The following provides details on how you can retrieve data from ASAPP.

  • Data Retrieval Prerequisites: Describes prerequisites for secure data exchange. This includes key exchange and authentication, as well as ASAPP’s standards for bucket naming and S3 folder structure.
  • Downloading Data from S3: Describes ASAPP’s conventions for constructing an S3 path to exported data and some general data formatting conventions for ASAPP exports. Additionally, provides a sample download script.

Data Retrieval Prerequisites

ASAPP will share data with you via a set of S3 buckets. These S3 buckets will be encrypted at rest using AES256 and access-protected behind AWS authentication.

At the customer’s option, the individual download files can be encrypted using a scheme mutually agreed upon between ASAPP and the customer. This is not usually required, but in the event that your enterprise requires ASAPP export files to be doubly encrypted, contact your customer success manager to work out the details.

Authentication Credentials

Each run environment (typically preprod and prod) will be allocated a dedicated set of AWS credentials that are authorized to read from that environment’s respective S3 endpoint. These credentials will be different from other AWS credentials ASAPP might have provided you.

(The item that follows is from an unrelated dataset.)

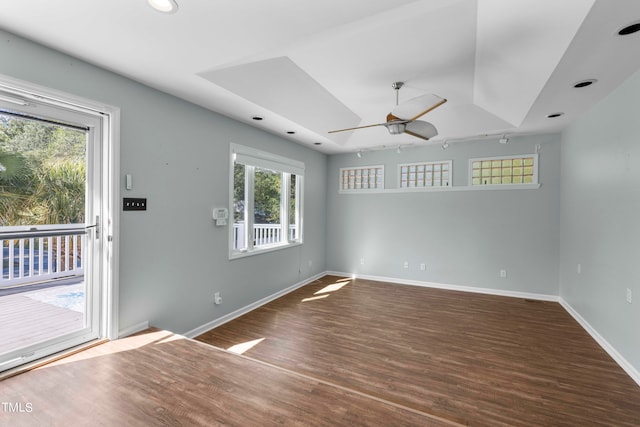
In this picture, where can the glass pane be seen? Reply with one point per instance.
(43, 183)
(294, 233)
(267, 228)
(239, 230)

ASAPP will provide credentials to you within a GPG encrypted file. To initiate the credential exchange, you must provide ASAPP with a public GPG key that we may use to encrypt the files containing your credentials. It’s safe to send your public GPG key to ASAPP using any available channel. Please do NOT provide ASAPP with your private GPG key.

GitHub provides one of many good available tutorials on GPG key generation here: https://help.github.com/en/articles/generating-a-new-gpg-key .

Once you’ve provided ASAPP with your public GPG key, we will provide your credentials in a file hosted on S3 that you will retrieve using an expiring https link. ASAPPs standard practice is to have those links expire after 24 hours.

The file will be encrypted using your public GPG key. Once you decrypt the provided file using your private GPG key, your credentials will be contained within a tab delimited file with the following structure:

id     secret      bucket     sub-folder (if any)

Please let us know when you’ve successfully retrieved and decrypted your credentials file.

Your Dedicated S3 Buckets

Once you’ve securely received credentials that allow you to read from your dedicated S3 buckets, ASAPP will provide you with URIs representing the set of S3 buckets from which you may securely download data files.

ASAPP can make a broad range of data available to you. You’ll work with your Customer Success and Implementation teams to schedule specific feeds for export.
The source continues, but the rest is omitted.